The previous description is quite detailed. We provide this level of specificity because we want readers to understand that we had a very particular set of goals in mind, goals that built cumulatively and systematically on the conceptual achievements that students had made in earlier grades. Our interest was not generally in whether children would find something to do with the data, or even if they would find something sensible to do. For our purposes, we were interested in constructing a pathway for moving toward these ideas of distribution. As we pursue educational designs we attempt to walk a fine line between educational romanticism and over-prescriptiveness. Children, of course, are endlessly inventive and have an impressive ability to make sense of situations, but carefully orchestrated assistance must be marshaled to keep those resources developing along ways that are valued in the disciplines.
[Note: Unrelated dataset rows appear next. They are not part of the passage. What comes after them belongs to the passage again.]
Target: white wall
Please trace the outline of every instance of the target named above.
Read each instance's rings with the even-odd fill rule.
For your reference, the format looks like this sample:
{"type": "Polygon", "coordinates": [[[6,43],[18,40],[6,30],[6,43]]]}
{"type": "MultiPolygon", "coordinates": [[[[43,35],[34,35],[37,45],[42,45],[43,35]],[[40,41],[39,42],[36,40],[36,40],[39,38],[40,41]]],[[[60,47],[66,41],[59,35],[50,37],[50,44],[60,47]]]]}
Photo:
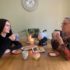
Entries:
{"type": "Polygon", "coordinates": [[[61,22],[69,15],[69,0],[38,0],[39,6],[33,12],[25,11],[21,0],[0,0],[0,18],[11,21],[13,30],[26,28],[47,29],[49,38],[54,29],[60,29],[61,22]]]}

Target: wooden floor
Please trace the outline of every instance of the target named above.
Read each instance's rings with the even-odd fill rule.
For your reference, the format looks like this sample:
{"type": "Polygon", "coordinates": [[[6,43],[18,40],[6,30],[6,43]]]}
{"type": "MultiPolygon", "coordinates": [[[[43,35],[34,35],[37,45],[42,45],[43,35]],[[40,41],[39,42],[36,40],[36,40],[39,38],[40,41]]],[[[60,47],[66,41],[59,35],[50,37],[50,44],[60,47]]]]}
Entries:
{"type": "Polygon", "coordinates": [[[0,70],[70,70],[70,61],[60,57],[49,57],[41,54],[39,60],[23,60],[22,55],[9,55],[0,59],[0,70]]]}

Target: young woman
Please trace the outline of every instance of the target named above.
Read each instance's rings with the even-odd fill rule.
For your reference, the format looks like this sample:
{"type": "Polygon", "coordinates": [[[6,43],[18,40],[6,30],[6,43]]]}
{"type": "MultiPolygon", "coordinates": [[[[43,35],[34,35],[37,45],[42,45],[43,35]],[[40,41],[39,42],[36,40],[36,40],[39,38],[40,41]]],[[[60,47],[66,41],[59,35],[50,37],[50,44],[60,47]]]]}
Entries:
{"type": "Polygon", "coordinates": [[[45,46],[47,45],[47,35],[44,33],[46,30],[43,32],[40,32],[38,35],[38,40],[39,40],[39,46],[45,46]]]}
{"type": "Polygon", "coordinates": [[[12,33],[10,22],[0,19],[0,57],[7,52],[18,54],[21,47],[21,43],[16,41],[16,36],[12,33]]]}
{"type": "MultiPolygon", "coordinates": [[[[52,48],[70,60],[70,18],[66,17],[62,23],[62,30],[55,31],[51,40],[52,48]]],[[[51,53],[50,53],[51,54],[51,53]]]]}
It is equally important that a teacher’s (or researcher’s) ambitions for students’ disciplinary knowledge and reasoning not over-ride or outstrip the ways of thinking and the sense-making that students bring to tasks and situations. In short, our purposes in this work were explicitly educative. We wanted students to encounter and consider a particular sequence of ordered ideas, even though at all times we were prepared to take detours or even to reroute the path based on what we were learning. As instruction progressed, our detours were more frequent. For example, although we initially intended to emphasize sample-to-sample variability, students’ use of the tool developed by diSessa prompted more in-depth excursions into sampling distributions of statistics (e.g., the median of a population) with varying sample sizes from different instances of “doing it again,” ranging from comparatively few repetitions to many. We emphasize this readiness to take conceptual detours, because we believe that our sense of developmental progression is more emergent and contingent than might be suggested by our earlier description.

Notes

  1. 1.

    See Table 23.1 for a concise summary of where each of these excerpts were referenced within the chapters. The excerpts come from three consecutive days at the beginning of a section within an extended unit in which we were just developing the concepts of distribution and chance.

  2. 2.

    Wally, the fourth member of Group 2, presented separately.